The crazy thing is the giant scale of this film, which is enormous for any movie, so much bigger. The only way it works is from an emotional intimate point-of-view. It has all the things that drive me to do something, an emotional core, as Andy, Rupert and Weta did on “Rise”: How do you become an ape? How emotional it is, the emotional intimacy.
It’s a huge adjustment. It’s not only on a scale for me that is obviously larger than anything I’ve done, but huge for any film in this particular way: this is the first movie at this level to do native 3-D on an enormous canvas and mo-cap that is 95 % shot on location. The mo-cap shooting on the first movie was done really on the stage. It’s enormous do this in a naturalistic space. And it’s an exciting learning curve.
Do you expand on the ape world?
The apes story is a through-the-looking-glass way of looking at what we are. By what’s going on in the internal lives of the apes we are exploring ourselves, our impulses, our society. So much is roiling inside Caesar. He has a rational side separate from the apes, they’re all instinct. We are seeing how Caesar becomes this leader.
You’re working with Weta’s Letteri?
Weta’s Dan Lemmon was the supervisor on the last one. Joe Letteri and all those guys are very excited. It’s cool because Michael Seresin is shooting; I chose him because I wanted the lighting look to be very real. I want it to feel as if we’re making an epic film, very grounded, we’re lighting with real light, so the effects that are so amazing in “Rise”and “Avatar” we’re putting in this environment. Making the effects emotional in real life increases the illusion. But it’s a complicated thing to take these crazy digital cameras in these crazy locations.
The stuff is looking really rough in blocking passes. We’re going through different cuts, going in and editing on weekends, turning over sequences, going to Weta to talk about what’s in.
Does Serkis have a special method for doing mo-cap performing that could be communicated to other actors?
Andy is a great actor, it comes down to that. The first thing I did, I wanted the VFX people to take me through all the footage on the last movie before and after of Andy so I could understand what he was doing. I was so impressed, we all know he’s a genius. I wanted to get under the hood, and they showed some minutes in scenes with even more going on, I’m hoping to pull those things out.
Is he acting in a larger bigger way?
What’s great about the best mo-cap is the authentic emotional performance. I’ve worked with Kodi for years, he was going through this emotional scene, going through the beats talking through it, and at the end of rehearsal I looked at Andy. Throughout the scene, he’s been crying in the rehearsal, tears his eyes. He works inside out, that is the key to what he does, and to all the mo-cap.
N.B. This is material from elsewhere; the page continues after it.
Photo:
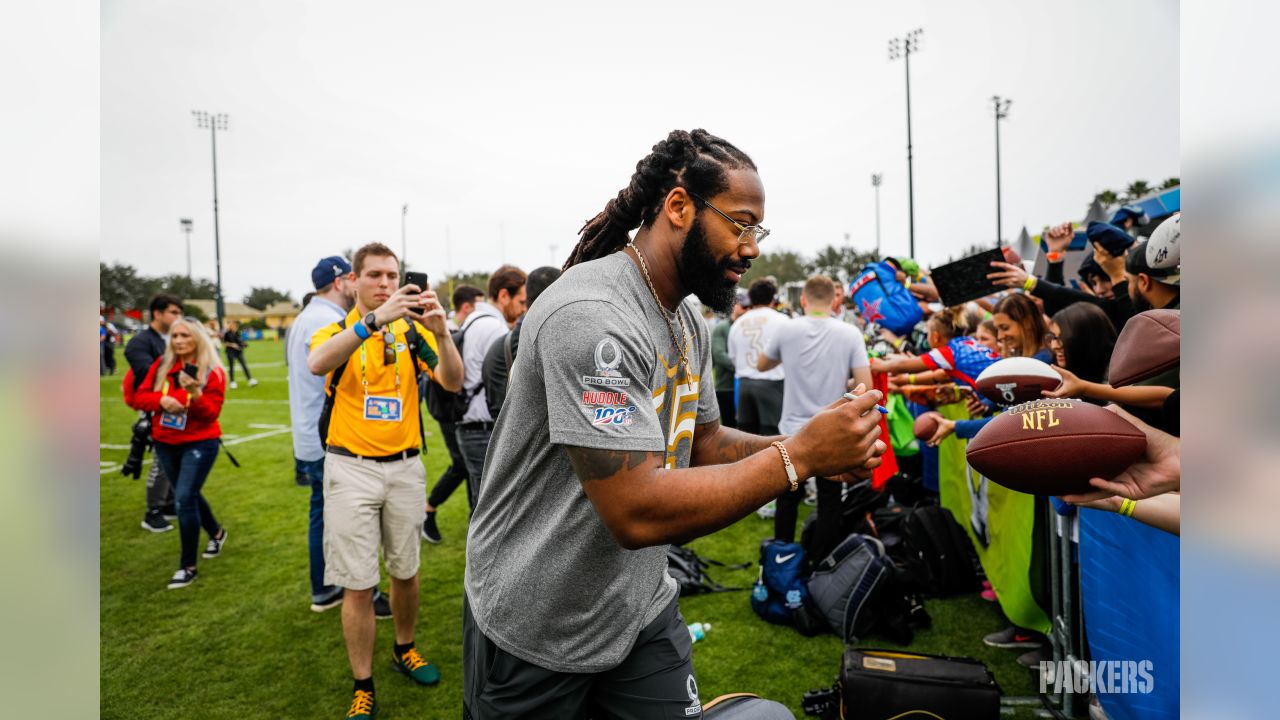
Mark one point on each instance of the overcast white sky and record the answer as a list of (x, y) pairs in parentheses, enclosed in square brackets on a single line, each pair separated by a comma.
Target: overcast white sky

Toby plays Koba in the film, another strong internal performance, and Terry Notary is a Cirque du Soleil actor who trains all the actors to move like apes. Their emotional life is grounded and internal, there’s nothing put on about that. They act physically like actors, they’re not thinking about acting like apes. When you watch them, what’s exciting is actors in grey suits with cameras on their faces and dots all over their bodies. My biggest concern is that the actors’ emotional life comes through, the exciting part is seeing that it’s no different to explore all that through the motion capture stuff.
How else do you advance this movie over the last one?
In the last movie there were a lot of things the apes couldn’t do as performers, physically, so they animated them. It’s amazing but some of that stuff isn’t totally believable. You accept it. One of the things in the pursuit to make this as realistic as possible in addition to going on location in the light for a higher level of realism, is to see the movement of the ape stunt performers, not animated. The stunt performers trained themselves to move like apes. What they are performing is all real and when you see it translated it will not look animated.
And I wanted to make sure to bring to the human characters the same level of emotional depth as the apes. I can’t give too much away, I’m hiding a little bit. I’m going back to shooting apes climbing trees in the woods.